The concept of growing in your relationship is something that often gets swept aside amongst all of the excitement that comes with new love, but the reality is that growth is probably the most significant marker of a healthy, lasting partnership.
Unlike the fairy-tale romance of new relationships (where the whole world stands still and practically nothing, not even oxygen could come between you), an established relationship sees people grow and change -- sometimes creating a new, uncomfortable environment.
"You'd be hard-pressed to remember a time you were defensive during the early stages of a relationship. This is because we've got this filter that we're viewing the other person through," Muffy Churches, author of Coach Yourself told The Huffington Post Australia.
"We're excited and thrilled about the potential relationship that is brewing and we're putting our best foot forward. Also, we haven't learned enough about each other and probably haven't engaged in enough depth to know the nuances in terms of what might bother us," Churches said.
Churches, a success coach with decades of client experience, said letting these defensive emotions get in the way further down the track causes the relationship to become like a "ping pong match" of negativity, eventually leading to relationship breakdown.
"In order to stop the 'match' you need to shift the emotions to a positive place," Churches said.
Letting defensive emotions get in the way
In an ideal world shifting our defensive emotions to a positive place would be a cinch, because we'd all have to be very centered and objective.
"But because of our egos, which are actually in place to protect us, we become overly ambitious. This defensive front switches on a whole range of negative emotions -- anger, envy, frustration -- the list goes on, and that negativity becomes contagious in the relationship," Churches said.
When this happens, Churches said it's about taking responsibility and turning the mirror on ourselves.
Put yourself in a place of less judgement and ask questions to try and understand a little more about where they're coming from.
"The first step is to make yourself feel comfortable by looking at how you perceive your partner. It's about trying to see through the behaviour to the actual person, even though you don't agree with the way they are acting," Churches said.
Coming from a place of understanding and empathy is crucial.
"Put yourself in a place of less judgement and ask questions to try and understand a little more about where they're coming from."
Quite often when we make an effort to shift the dynamic by just being responsible for ourselves and how we view our partner, that positivity has an amazing effect on the other person," Churches said.
Denying the problems
We've all experienced those retrospective moments, usually in the midst or just following an argument, when you wonder where you went wrong. How did we get here?
And while it may seem like the disagreement that's brought you here brings nothing good, Churches said it presents an opportunity for the relationship to grow.
"Denial is not an effective solution because it postpones the healing of the relationship."
"It also leaves room for more negativity to fester and creates space for detachment whereby you're not working towards coming back together," Churches said.

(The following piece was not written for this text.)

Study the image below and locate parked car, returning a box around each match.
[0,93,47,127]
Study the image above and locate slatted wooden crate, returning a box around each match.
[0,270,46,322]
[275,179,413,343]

This is the case for couples who find themselves having the same fight, over and over.
By ignoring the problems happening internally, you end up detaching from each other.
"They are either stuck in a neutral place where nothing is happening -- or they are pulling apart from each other -- by putting energy outside the relationship."
"By ignoring the problems happening internally, you end up detaching from each other," Churches said.
Our own thought processes
"We maintain and look after so much in our lives -- we go to the dentist, get our car serviced and we exercise -- but we're not brought up or trained to look after our minds and our quality of thinking," Churches said.
According to Churches, in order to maximise your relationship's potential it's about having the willingness to identify the thought patterns that service you well, but more importantly, the ones that are not effective.
"Certain beliefs we have about ourselves may be detrimental to our relationship but also, the inflexible expectations we have of our partner can be just as damaging," Churches said.
Sure, there are certain rules and regulations that make up a healthy relationship, but having an imaginary list of things our partner needs to be in order for us to feel we're in the right relationship isn't fair.
"It's difficult for anyone to meet these superficial expectations both in the short and long term. It also doesn't allow for growth and flexibility of a human being," Churches said.